Beşiktaş, kiracısı olduğu Olimpiyat stadı da bakıma alınınca, zorunlu olarak Sivasspor’u Ankara’da, Osmanlı stadında ağırladı. Öncelikle statlarını BJK’a vermeyen öteki İstanbulluları ayıplamak istiyorum. Rekabet bu çizgiye ulaştırılır, spor, sporun doğasına uygun yapılmazsa... Onun ortamlarında neler yapılmaz ki....
***
Beşiktaş’ın düne değin ortaya koyduğu gerçek, kendisinden korkmayan rakiplere karşı, iyi zeminlerde başarılı olduğuydu.
Sivas açık oyunu seven bir anlayışa sahipti. Zemin ve hava koşulları iyiydi. Maç da iyi oldu. Beşiktaş dinamik, çok adamla hücuma giden, dönen topların çoğunu kazanan bir oyun gösterdi. Sivas, özellikle ilk yarıda sahasında daha çok göründü ama bu orada beklemek istemesinden değil, Beşiktaş’ın tempolu baskısına karşı gösterdiği özendendi. Beşiktaş ilk yarıda gol atabileceği üç pozisyon üretti, bir topu direkten döndü, hakem Kalkavan bir pozisyonda Ümit’in elle oynamasına penaltı yorumu yapmadı... Ama kalabalık hücumda iken yaptığı bir top kaptırma hatasının devamındaki yeni bir hata ile ilk golü yiyen taraf oldu. Sivas, savunma dinamizmi ve hücumda çabuk top kullanmasıyla mücadeleyi dengede tuttu.

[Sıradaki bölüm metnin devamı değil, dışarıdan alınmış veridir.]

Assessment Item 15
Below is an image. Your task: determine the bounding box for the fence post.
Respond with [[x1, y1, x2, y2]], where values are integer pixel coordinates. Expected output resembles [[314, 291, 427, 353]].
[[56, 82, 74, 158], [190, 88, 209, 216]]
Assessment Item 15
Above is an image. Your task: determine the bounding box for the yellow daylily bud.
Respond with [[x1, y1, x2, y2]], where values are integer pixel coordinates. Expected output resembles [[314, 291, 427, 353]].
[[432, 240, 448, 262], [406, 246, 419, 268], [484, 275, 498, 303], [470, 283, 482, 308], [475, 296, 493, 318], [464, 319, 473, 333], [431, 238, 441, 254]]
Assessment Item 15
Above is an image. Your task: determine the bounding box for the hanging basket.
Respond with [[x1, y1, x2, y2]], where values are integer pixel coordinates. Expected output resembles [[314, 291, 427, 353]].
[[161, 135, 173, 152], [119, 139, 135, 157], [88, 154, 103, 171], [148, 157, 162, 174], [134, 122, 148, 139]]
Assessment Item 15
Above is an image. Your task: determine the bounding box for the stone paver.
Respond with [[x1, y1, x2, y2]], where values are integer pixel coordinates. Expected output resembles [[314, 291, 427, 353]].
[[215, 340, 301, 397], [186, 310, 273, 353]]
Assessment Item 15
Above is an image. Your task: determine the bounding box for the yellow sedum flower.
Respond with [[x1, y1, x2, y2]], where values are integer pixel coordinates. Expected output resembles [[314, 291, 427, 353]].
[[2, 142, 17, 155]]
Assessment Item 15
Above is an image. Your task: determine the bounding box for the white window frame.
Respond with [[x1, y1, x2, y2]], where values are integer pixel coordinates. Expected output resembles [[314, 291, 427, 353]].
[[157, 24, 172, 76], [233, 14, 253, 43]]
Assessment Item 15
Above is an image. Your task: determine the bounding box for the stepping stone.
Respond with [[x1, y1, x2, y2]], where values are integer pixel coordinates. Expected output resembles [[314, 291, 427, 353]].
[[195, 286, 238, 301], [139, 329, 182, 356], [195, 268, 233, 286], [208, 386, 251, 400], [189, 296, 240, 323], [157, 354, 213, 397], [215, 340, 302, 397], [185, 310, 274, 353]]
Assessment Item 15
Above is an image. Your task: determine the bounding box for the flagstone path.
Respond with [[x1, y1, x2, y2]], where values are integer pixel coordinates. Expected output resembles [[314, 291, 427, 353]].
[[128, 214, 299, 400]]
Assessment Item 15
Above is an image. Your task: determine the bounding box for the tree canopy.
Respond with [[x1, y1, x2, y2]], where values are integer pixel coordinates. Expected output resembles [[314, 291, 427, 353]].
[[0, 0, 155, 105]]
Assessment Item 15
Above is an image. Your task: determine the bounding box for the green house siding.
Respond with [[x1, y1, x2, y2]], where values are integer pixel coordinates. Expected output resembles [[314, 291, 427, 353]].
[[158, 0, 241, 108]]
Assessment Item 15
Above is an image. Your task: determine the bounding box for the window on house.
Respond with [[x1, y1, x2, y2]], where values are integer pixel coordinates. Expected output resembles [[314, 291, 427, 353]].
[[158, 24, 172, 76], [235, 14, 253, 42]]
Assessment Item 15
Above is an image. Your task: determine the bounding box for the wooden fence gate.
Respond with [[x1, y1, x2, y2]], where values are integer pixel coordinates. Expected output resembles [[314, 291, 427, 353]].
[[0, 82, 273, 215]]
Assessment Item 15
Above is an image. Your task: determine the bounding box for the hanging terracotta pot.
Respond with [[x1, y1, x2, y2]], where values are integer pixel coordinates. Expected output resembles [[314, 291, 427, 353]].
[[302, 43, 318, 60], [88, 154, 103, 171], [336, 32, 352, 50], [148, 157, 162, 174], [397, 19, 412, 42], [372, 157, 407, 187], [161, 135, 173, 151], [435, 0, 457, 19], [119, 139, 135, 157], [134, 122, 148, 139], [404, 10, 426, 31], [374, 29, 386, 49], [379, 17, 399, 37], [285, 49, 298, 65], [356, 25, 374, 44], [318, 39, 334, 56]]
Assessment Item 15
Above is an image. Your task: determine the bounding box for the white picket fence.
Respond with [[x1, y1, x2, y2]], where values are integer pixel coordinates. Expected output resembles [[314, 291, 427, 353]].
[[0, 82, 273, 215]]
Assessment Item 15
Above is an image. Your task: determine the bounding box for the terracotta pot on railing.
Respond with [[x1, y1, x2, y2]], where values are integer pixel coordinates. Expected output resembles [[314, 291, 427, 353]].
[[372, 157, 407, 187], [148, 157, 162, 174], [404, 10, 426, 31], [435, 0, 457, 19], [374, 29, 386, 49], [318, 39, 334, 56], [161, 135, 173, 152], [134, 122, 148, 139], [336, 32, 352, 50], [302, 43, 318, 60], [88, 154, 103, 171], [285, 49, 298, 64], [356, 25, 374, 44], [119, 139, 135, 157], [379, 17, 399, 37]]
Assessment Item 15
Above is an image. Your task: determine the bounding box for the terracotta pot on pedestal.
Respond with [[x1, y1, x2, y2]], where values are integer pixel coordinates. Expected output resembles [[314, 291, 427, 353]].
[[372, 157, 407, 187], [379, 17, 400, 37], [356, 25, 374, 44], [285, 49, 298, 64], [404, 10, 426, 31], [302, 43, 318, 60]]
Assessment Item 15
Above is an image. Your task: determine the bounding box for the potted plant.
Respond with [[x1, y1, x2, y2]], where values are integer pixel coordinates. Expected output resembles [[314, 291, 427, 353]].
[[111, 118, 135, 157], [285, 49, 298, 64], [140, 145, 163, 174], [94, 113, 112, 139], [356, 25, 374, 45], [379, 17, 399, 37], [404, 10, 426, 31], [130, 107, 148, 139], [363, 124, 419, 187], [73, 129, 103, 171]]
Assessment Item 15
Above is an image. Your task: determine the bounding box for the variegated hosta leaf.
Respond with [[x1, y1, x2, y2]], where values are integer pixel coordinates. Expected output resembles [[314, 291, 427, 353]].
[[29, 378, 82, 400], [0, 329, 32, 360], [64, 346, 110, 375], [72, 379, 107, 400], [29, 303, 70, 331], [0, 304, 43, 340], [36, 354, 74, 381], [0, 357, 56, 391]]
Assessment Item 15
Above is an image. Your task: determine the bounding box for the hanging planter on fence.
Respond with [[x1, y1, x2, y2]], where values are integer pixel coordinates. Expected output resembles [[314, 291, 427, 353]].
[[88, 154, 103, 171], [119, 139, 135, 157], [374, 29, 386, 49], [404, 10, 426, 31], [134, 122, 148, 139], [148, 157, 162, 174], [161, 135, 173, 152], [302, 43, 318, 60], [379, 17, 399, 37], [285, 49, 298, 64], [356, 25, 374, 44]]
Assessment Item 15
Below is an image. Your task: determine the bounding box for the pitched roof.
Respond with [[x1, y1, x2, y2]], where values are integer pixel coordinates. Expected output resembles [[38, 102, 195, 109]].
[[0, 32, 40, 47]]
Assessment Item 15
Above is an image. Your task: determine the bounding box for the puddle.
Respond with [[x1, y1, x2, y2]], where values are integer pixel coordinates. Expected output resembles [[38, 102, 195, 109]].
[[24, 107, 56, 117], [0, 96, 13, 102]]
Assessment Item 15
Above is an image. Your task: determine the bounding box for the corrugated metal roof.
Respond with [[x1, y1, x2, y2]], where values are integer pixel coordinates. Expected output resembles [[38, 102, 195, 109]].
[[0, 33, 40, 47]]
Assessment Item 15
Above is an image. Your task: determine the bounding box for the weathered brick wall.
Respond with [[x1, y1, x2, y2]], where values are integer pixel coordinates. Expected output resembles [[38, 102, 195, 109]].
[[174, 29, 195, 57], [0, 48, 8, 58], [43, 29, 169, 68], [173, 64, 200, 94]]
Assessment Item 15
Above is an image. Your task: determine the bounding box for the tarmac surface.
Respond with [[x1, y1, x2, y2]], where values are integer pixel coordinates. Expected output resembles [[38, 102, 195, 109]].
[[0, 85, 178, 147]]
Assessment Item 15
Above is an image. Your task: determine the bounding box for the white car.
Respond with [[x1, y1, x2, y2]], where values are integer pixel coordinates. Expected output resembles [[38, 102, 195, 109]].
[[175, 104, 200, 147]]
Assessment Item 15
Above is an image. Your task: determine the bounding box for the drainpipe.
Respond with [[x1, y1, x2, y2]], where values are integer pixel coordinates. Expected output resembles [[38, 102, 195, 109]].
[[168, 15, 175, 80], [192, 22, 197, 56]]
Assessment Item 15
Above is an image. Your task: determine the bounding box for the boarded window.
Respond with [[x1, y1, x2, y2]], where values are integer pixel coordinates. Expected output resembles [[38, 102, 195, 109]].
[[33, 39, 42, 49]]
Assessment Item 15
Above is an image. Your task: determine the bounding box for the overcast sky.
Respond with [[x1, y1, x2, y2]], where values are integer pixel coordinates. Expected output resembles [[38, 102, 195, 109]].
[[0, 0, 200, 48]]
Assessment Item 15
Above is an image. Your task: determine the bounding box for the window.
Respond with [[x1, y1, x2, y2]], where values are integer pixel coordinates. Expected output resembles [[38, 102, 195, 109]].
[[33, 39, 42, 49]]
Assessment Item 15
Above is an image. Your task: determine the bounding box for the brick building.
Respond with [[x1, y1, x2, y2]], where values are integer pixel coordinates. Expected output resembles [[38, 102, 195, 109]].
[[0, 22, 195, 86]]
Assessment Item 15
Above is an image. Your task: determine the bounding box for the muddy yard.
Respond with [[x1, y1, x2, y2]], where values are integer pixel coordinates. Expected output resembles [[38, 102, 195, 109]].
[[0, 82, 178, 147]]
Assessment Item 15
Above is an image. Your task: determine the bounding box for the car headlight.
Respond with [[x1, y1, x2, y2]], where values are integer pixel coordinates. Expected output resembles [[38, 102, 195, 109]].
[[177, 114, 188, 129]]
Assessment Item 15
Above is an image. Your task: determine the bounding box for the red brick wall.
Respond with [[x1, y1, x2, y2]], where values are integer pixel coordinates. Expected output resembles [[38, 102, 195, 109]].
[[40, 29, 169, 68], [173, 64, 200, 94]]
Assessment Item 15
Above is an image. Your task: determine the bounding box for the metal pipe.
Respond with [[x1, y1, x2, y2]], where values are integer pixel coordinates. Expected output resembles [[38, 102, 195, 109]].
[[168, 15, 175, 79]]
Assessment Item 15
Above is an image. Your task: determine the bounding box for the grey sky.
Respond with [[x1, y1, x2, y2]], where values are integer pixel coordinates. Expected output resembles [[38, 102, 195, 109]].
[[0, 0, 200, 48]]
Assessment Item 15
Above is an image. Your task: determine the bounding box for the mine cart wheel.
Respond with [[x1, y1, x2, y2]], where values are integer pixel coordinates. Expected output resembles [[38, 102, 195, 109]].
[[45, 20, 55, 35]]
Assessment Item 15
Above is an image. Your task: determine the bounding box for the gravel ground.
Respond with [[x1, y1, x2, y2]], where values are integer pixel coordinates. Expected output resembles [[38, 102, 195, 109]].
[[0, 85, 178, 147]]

Beşiktaş ikinci yarıda fazla önde basmayıp, kendine güvenen rakibinin üstüne gelmesini, hücum için alan açmasını istedi. Bu anlayışı iki takımın da daha çok hücum alanı bulmasına yaradı. Ba’nın ilk golü bunun ürünüydü. İkincisi de baskıyı sürdürmenin... Yenen ikinci gol de baskıya ara vermek ve oyunu daha çok kendi alanında kabul etmek rol oynadı. Beşiktaş hızlı atak ve kalabalık baskı yediğinde savunma kurmakta zorlanıyor. Biliç bunu görmeli. Eveet... Beşiktaş ligin yüksek ateşi durumunda. Karşısında futbol göstermek isteyen olduğunda izleyenlere keyif pişiriyorlar.